# DIBSI Tigers Day 3
- **Day 1-2 hackmd:** https://hackmd.io/KYExEMA4CMAYFYC0BGA7NAzIgLMgxrItHuOIusNhqhpOMrAGZA==?both
***
### Link to data carpentry lesson: http://www.datacarpentry.org/R-ecology-lesson/01-intro-to-r.html
Comic on the `sudo` command: https://imgs.xkcd.com/comics/sandwich.png
## R and Rstudio with Tracy Teal
R can do math!
`3+4`
R is so powerful because we can write scripts in the empty 4th panel in RStudio and it will create a `.R` file. That way we can save what we did!

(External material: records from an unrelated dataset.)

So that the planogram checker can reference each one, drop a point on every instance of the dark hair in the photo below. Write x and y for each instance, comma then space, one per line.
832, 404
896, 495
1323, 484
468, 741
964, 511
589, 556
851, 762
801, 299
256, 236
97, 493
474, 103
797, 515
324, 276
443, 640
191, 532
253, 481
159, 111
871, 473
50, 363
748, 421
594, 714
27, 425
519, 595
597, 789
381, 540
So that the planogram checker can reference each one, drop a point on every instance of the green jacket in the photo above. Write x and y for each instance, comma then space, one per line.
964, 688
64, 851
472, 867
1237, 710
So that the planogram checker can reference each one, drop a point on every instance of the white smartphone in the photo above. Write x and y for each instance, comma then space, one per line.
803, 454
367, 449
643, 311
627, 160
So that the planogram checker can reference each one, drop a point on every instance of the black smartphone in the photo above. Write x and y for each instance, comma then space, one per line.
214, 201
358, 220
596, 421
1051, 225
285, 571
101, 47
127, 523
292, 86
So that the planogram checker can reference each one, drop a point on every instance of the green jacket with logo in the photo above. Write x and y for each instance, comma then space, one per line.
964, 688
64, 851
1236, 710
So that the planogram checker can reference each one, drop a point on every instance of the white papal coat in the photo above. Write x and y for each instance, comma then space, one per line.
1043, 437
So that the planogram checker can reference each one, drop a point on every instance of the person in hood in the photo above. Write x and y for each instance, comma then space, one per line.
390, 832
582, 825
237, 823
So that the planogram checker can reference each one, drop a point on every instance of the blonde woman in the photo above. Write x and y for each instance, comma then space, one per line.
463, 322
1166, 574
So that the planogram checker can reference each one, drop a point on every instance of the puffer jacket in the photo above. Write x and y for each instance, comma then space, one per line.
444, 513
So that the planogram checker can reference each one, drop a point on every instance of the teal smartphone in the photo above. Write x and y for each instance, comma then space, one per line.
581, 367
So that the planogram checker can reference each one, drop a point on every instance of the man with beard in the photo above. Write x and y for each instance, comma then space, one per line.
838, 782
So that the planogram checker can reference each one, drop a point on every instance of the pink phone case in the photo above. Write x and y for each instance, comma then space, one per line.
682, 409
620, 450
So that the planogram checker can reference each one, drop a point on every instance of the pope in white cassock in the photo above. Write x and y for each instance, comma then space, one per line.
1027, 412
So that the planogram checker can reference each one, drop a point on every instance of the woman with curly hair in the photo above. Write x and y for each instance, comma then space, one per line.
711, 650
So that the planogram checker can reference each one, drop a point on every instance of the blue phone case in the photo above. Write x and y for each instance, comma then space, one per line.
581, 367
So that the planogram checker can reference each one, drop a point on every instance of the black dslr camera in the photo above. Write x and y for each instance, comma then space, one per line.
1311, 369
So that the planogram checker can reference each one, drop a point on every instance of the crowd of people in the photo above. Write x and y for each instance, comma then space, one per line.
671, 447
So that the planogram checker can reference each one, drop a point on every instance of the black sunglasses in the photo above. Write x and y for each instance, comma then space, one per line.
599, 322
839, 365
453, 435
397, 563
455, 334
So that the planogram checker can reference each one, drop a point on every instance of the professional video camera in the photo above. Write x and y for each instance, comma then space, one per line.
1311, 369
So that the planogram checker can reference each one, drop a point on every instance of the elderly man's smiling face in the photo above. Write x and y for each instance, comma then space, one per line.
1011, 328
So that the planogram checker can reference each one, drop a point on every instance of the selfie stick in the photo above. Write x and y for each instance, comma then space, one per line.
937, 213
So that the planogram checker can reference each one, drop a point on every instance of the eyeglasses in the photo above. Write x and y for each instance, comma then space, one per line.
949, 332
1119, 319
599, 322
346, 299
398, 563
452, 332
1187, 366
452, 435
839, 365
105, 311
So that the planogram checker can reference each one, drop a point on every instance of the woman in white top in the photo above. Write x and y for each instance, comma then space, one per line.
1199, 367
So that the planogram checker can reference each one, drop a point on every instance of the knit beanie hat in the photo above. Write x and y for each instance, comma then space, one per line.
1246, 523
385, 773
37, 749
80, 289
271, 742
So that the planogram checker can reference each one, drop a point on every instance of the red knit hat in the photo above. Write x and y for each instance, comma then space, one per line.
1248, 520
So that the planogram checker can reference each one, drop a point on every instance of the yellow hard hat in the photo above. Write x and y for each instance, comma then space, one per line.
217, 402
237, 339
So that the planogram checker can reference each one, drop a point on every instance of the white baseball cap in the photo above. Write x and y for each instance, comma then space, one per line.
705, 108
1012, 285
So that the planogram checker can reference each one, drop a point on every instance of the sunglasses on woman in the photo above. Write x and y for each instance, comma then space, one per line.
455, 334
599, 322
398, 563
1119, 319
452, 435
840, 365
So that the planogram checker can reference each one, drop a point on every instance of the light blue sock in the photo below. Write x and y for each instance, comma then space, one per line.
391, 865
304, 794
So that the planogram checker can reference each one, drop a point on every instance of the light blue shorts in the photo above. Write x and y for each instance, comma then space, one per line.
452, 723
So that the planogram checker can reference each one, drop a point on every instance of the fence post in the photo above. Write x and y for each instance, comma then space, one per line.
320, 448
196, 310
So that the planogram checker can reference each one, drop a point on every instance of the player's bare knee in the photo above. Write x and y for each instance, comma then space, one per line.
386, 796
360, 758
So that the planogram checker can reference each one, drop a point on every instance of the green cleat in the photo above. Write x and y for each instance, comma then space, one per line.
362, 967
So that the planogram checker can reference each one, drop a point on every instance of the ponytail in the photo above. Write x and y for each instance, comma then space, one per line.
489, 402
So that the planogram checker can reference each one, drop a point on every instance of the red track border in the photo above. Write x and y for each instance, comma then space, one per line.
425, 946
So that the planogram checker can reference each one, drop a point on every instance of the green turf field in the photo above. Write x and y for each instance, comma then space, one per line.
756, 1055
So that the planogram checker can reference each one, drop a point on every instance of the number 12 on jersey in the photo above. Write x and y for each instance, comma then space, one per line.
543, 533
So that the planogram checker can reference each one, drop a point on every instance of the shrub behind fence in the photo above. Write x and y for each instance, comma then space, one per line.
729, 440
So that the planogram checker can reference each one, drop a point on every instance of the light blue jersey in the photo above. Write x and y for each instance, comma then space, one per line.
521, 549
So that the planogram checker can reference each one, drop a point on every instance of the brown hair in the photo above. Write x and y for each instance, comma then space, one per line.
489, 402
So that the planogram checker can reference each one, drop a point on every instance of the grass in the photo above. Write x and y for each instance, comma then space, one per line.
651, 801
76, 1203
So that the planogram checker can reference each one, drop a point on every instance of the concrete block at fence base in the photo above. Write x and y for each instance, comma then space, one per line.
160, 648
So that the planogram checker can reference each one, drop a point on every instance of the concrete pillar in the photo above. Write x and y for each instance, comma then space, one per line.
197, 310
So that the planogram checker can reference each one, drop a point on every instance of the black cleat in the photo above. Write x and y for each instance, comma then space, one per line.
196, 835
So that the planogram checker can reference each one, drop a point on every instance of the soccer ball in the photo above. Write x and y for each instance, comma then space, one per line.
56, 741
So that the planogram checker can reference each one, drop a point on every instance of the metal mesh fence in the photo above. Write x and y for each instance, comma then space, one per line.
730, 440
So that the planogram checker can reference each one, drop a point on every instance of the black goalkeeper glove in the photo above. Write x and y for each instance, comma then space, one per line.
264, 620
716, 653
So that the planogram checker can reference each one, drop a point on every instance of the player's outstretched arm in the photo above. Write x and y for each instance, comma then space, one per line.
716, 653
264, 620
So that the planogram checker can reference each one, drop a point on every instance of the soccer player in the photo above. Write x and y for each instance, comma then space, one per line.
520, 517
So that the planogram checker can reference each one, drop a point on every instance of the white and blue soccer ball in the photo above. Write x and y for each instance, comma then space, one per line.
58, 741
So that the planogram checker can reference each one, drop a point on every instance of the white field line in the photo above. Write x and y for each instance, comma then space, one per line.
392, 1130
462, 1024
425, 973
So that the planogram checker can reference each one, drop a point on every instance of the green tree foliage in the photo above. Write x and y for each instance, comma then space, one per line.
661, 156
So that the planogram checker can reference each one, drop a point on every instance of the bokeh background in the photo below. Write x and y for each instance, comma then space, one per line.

- To make a new script you can click on the green plus sign in the top left corner in RStudio.
- Once you start typing in your rscript you can press `command enter` on the line to send it down the R console.
- **Don't forget to save your files!**
- **To comment in R use `#`** This means that R will not run whatever comes after the pound symbol.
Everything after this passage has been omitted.